Editorial Diario del Norte
Editorial

Lo que Petro nos dejó

La presencia institucional del Gobierno Nacional en La Guajira ha dejado entre los habitantes del Departamento una satisfacción esperanzadora y llena de optimismo, basado en la credibilidad que…

La presencia institucional del Gobierno Nacional en La Guajira ha dejado entre los habitantes del Departamento una satisfacción esperanzadora y llena de optimismo, basado en la credibilidad que tiene el mandato de Gustavo Petro, en la cual hizo anuncios importantes que, de ponerse en práctica, entra a mejorar las necesidades que tienen las comunidades indígenas wayuú, así como la población en general.
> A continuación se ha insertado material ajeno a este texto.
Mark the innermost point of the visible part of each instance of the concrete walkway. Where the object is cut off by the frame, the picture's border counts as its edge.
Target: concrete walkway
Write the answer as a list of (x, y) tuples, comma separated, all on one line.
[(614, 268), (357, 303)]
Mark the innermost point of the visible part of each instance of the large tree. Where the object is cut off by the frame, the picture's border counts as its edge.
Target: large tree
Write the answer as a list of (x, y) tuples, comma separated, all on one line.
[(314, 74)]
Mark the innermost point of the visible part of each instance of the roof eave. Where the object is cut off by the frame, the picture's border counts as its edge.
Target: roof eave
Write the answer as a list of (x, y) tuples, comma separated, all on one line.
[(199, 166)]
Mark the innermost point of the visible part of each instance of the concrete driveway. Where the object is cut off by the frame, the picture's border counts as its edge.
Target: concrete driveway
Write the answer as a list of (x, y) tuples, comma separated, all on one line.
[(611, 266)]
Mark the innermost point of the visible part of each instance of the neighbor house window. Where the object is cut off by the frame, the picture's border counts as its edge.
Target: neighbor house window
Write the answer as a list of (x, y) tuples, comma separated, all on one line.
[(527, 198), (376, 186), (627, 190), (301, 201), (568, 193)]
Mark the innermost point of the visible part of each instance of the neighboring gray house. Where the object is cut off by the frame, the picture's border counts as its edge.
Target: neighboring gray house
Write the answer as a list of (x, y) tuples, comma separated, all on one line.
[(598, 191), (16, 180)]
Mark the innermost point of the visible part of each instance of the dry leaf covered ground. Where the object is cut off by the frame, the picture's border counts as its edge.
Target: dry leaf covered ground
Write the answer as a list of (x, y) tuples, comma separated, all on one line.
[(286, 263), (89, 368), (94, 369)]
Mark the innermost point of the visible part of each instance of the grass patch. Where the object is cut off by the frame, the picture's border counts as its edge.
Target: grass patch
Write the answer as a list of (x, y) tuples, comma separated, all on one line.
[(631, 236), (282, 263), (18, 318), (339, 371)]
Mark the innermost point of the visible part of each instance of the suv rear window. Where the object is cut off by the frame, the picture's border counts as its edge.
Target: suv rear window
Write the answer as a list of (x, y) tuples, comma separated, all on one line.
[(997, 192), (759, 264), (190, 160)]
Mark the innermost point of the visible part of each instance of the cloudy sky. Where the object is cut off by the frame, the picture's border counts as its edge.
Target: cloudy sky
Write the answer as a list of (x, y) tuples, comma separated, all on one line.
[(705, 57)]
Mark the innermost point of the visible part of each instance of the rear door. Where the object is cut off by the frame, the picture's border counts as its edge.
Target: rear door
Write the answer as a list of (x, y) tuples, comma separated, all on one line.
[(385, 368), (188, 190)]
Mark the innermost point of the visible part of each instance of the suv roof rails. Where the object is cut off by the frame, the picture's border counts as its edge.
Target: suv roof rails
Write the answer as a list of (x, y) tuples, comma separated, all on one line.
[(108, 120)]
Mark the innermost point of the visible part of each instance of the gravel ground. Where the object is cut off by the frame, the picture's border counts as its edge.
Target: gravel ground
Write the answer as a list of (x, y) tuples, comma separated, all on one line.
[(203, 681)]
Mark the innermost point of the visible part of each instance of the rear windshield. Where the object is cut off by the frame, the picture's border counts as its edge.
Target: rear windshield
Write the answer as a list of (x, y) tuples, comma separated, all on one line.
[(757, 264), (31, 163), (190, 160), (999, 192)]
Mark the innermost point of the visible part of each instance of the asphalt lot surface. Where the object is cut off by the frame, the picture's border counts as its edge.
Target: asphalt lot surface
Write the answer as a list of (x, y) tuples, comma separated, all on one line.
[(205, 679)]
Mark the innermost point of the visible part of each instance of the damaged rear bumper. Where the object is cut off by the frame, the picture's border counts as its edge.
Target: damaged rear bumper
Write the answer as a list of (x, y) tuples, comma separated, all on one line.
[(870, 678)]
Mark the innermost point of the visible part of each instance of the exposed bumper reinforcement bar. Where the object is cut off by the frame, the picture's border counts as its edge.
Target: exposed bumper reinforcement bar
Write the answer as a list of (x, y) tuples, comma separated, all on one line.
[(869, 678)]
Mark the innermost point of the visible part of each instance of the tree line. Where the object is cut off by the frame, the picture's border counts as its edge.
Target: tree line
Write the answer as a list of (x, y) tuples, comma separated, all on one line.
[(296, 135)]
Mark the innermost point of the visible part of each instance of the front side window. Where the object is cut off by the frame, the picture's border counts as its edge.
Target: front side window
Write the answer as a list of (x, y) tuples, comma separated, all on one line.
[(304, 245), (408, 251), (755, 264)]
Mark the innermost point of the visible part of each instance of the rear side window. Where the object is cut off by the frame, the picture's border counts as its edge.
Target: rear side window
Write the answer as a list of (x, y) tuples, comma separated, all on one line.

La Guajira vivió una semana con la presencia del presidente, vicepresidenta y todos los ministros, institutos descentralizados, superintendentes y demás funcionarios del Gobierno nacional, que escucharon las necesidades y propusieron soluciones que son apremiantes y de pronta respuesta, especialmente con el apoyo económico que requieren los hospitales de Riohacha, Nazareth (Uribia), Manaure, El Molino y Distracción, así como en el resto de proyectos que anunciaron los diferentes ministerios que sumandos representan toda una millonada de dinero.

Todo lo anterior puede estar consignado en el decreto 1085 de 2023, por medio del cual se oficializa la emergencia económica, social y ecológica en La Guajira por 30 días, prorrogable a 30 o 60 días más, todo encaminado a conjurar la crisis humanitaria que está viviendo el Departamento.

Entendemos que la crisis económica y social que vive el Departamento no se va a solucionar en los días de vigencia del decreto, ya que el mismo se hace con fin de trasladar recursos y luego vendrán las realizaciones de las obras y las soluciones para lo cual fue decretada la emergencia en este Departamento.

Qué bien por el presidente Gustavo Petro, quien le ha prestado atención de manera racional a la crisis humanitaria que en términos generales vive La Guajira, trasladándose con su equipo de gobierno para comenzar a pagar la deuda social que la Nación tiene con este Departamento, comenzando a ponerle medidas efectivas de solución, de las cuales, solo esperamos que sea toda una realidad y no un sofisma mediático que realizan los gobernantes.

Creemos en la propuesta de Gustavo Petro de comenzar a mitigar nuestra crisis humanitaria y la solución a algunos problemas coyunturales de la educación superior, abriendo nuevas facultades universitarias de medicina, enfermería y ciencias de la salud en general, profesionales que requieren las diferentes comunidades para que puedan salvar vidas.

¿Y el agua? Existe una frase de cajón que dice: “Si hay agua, hay vida” y creemos que antes de crear un instituto de agua, más bien se debe fortalecer la Empresa Departamental de Servicios Públicos, que ha sido un ente de la Gobernación que hasta el momento ha dado los resultados y cumpliendo sus objetivos: darle agua a las comunidades indígenas que antes no contaban con este servicio.

Solo esperamos conocer las prontas soluciones para que el presidente tenga victorias tempranas.